Subject: Re: [PATCH 8/8] writeback: throttle buffered writeback
To: xiakaixu <xiakaixu@huawei.com>
References: <1460953487-3430-1-git-send-email-axboe@fb.com>
 <1460953487-3430-9-git-send-email-axboe@fb.com> <571B3073.2010206@huawei.com>
 <571BEB03.5060906@fb.com> <571E024C.2020307@huawei.com>
CC: <linux-kernel@vger.kernel.org>, <linux-fsdevel@vger.kernel.org>,
        <linux-block@vger.kernel.org>, <jack@suse.cz>, <dchinner@redhat.com>,
        "miaoxie (A)" <miaoxie@huawei.com>, Bintian <bintian.wang@huawei.com>,
        Huxinwei <huxinwei@huawei.com>
From: Jens Axboe <axboe@fb.com>
Message-ID: <571E2BBD.7040804@fb.com>
Date: Mon, 25 Apr 2016 08:37:49 -0600
User-Agent: Mozilla/5.0 (X11; Linux x86_64; rv:38.0) Gecko/20100101
 Thunderbird/38.6.0
MIME-Version: 1.0
In-Reply-To: <571E024C.2020307@huawei.com>
Content-Type: text/plain; charset="utf-8"; format=flowed
Content-Transfer-Encoding: 8bit
Sender: linux-kernel-owner@vger.kernel.org
Content-Length: 4748
Lines: 117

On 04/25/2016 05:41 AM, xiakaixu wrote:
> 于 2016/4/24 5:37, Jens Axboe 写道:
>> On 04/23/2016 02:21 AM, xiakaixu wrote:
>>>> diff --git a/block/blk-core.c b/block/blk-core.c
>>>> index 40b57bf4852c..d941f69dfb4b 100644
>>>> --- a/block/blk-core.c
>>>> +++ b/block/blk-core.c
>>>> @@ -39,6 +39,7 @@
>>>>
>>>>    #include "blk.h"
>>>>    #include "blk-mq.h"
>>>> +#include "blk-wb.h"
>>>>
>>>>    EXPORT_TRACEPOINT_SYMBOL_GPL(block_bio_remap);
>>>>    EXPORT_TRACEPOINT_SYMBOL_GPL(block_rq_remap);
>>>> @@ -880,6 +881,7 @@ blk_init_allocated_queue(struct request_queue *q, request_fn_proc *rfn,
>>>>
>>>>    fail:
>>>>        blk_free_flush_queue(q->fq);
>>>> +    blk_wb_exit(q);
>>>>        return NULL;
>>>>    }
>>>>    EXPORT_SYMBOL(blk_init_allocated_queue);
>>>> @@ -1395,6 +1397,7 @@ void blk_requeue_request(struct request_queue *q, struct request *rq)

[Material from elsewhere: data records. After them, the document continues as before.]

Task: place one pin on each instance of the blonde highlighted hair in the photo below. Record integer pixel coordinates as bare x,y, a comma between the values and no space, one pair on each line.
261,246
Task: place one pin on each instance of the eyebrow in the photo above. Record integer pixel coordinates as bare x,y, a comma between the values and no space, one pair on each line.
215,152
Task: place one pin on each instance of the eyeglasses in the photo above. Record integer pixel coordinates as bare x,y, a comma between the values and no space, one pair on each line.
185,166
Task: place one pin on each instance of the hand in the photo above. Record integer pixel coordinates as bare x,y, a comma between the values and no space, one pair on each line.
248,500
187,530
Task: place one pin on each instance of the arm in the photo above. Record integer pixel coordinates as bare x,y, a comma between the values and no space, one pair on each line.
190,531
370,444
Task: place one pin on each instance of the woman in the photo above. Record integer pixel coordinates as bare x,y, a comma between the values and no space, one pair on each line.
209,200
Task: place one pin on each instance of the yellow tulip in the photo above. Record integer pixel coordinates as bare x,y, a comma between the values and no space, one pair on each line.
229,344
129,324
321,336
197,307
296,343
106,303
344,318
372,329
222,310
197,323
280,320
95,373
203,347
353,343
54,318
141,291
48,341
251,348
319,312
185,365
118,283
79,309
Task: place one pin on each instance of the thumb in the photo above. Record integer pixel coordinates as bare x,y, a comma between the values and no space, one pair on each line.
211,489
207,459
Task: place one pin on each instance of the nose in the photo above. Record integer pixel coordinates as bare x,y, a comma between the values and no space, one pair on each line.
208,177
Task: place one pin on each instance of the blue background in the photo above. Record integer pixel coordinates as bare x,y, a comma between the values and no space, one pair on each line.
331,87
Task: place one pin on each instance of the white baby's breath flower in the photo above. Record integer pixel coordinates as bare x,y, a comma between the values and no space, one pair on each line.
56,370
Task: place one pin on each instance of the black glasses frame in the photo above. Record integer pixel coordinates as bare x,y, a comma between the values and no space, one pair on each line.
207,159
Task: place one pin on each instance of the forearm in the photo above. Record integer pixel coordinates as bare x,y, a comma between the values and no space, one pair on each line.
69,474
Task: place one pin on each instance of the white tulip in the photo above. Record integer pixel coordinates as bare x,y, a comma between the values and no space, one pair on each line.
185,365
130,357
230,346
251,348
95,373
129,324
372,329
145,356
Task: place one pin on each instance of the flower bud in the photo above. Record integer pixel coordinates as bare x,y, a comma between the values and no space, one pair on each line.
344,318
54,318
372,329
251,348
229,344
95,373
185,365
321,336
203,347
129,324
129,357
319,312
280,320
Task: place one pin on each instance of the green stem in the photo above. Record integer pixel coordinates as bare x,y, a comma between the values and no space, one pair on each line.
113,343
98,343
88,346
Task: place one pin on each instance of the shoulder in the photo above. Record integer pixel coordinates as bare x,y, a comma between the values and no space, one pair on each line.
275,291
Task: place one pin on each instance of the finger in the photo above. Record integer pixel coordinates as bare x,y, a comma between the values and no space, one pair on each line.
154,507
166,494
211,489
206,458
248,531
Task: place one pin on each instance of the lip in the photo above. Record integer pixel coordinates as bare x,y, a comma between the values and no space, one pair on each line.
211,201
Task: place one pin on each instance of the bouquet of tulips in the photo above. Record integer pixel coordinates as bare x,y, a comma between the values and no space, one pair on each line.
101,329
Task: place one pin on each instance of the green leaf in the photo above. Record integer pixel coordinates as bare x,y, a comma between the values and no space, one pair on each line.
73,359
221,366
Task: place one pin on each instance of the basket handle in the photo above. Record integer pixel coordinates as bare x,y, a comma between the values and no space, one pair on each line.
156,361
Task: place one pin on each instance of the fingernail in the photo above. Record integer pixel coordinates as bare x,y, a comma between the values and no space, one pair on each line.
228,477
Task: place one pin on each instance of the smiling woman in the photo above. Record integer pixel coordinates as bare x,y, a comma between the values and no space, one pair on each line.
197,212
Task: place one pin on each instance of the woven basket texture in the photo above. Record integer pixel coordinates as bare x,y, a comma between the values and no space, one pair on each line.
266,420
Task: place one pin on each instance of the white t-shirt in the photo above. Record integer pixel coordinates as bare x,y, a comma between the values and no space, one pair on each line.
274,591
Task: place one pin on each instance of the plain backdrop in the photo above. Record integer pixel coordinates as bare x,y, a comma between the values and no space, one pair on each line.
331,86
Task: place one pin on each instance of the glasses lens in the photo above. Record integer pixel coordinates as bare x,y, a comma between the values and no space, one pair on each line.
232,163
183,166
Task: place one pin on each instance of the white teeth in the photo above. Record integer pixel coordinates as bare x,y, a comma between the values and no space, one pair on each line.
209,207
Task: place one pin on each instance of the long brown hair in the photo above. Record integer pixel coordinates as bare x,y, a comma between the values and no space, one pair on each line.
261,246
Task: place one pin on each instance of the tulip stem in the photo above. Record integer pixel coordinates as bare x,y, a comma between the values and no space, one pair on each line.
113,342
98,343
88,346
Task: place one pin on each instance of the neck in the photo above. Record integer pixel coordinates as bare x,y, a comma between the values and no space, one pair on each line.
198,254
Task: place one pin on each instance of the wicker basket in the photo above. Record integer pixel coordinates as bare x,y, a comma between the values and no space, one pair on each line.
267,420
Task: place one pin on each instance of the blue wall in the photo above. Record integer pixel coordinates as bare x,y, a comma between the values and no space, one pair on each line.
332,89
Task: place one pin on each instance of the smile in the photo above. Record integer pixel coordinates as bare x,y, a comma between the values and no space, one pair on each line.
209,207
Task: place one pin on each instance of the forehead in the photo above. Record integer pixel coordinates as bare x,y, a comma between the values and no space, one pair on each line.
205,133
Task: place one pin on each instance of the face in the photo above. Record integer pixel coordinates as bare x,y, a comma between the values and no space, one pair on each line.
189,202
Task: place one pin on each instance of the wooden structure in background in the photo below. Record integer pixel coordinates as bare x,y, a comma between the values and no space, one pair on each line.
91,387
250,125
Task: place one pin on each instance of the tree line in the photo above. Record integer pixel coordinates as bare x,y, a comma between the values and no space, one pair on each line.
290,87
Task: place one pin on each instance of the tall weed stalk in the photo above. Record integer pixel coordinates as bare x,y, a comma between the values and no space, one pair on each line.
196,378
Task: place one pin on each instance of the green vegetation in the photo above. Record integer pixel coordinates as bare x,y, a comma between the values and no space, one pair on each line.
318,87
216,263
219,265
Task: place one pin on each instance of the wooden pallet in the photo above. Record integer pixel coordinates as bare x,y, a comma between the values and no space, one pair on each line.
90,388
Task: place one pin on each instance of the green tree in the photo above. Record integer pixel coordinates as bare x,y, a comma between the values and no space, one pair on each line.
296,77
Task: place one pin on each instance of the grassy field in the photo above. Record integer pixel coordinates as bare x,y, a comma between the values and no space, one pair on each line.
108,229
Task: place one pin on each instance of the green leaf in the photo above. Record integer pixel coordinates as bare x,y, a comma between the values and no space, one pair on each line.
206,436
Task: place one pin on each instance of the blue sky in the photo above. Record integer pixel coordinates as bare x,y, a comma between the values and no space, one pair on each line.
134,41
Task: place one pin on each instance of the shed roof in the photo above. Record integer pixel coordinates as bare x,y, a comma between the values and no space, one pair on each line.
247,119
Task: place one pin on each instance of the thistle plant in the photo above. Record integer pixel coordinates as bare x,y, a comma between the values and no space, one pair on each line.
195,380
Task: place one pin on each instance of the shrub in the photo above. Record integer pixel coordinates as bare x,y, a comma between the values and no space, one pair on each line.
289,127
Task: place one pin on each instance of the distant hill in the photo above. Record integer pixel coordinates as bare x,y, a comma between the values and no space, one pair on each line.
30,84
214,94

>>>>        blk_delete_timer(rq);
>>>>        blk_clear_rq_complete(rq);
>>>>        trace_block_rq_requeue(q, rq);
>>>> +    blk_wb_requeue(q->rq_wb, rq);
>>>>
>>>>        if (rq->cmd_flags & REQ_QUEUED)
>>>>            blk_queue_end_tag(q, rq);
>>>> @@ -1485,6 +1488,8 @@ void __blk_put_request(struct request_queue *q, struct request *req)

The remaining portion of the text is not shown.